I'm less familiar with the subvolume metadata commands. The docs say they're 
for "custom metadata", something I think this falls under. What I'm less
certain of is if this is a good user case for this particular kind of custom 
metadata. One good thing about this is that is clearly specific to subvolumes.
It also has the advantage that you can't accidentally modify/remove an xattr 
via the network fs protocol like you possibly could with an xattr over nfs/
smb.

One last thought, and this is not a requirement but something that might be 
interesting down the road is if we could hide directories, at the CephFS 
level, from some clients unless they explicitly opt-in to having subvolumes 
earmarked to type X visible. IIRC hiding directories is something that's 
already done for .snapshot dirs, right? If this seems too strange, do not 
worry, I am not going to insist on it... I just thought it might be cool to 
have in the future, but only if it's easy. I only mention it in case this idea 
tips the scales a bit to either option (1) or (2).

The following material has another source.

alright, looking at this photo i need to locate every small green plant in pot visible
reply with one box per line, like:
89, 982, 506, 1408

Once we decide on a method of storing metadata for a subvolume, I am also 
curious if anyone has opinions if we should have a single key-value pair for
all protocol specific "earmarking" metadata or split things across multiple  
items. At least for smb, I want to reuse the feature not only to block sharing
a dir that's already shared with nfs but for blocking (re)sharing dirs with 
incompatible idmapping/acl metadata. I see two options, one where we store
everything in a single key (hypothetically, something like "smb.ad,idmapV1" or 
"smb.ad,id=foo". The other option is to use multiple key-value pairs. The first
option has an advantage of being more "atomic" and keeping everything together 
but the disadvantage of needing to be parsed.

Any other thoughts on the subject would be welcome!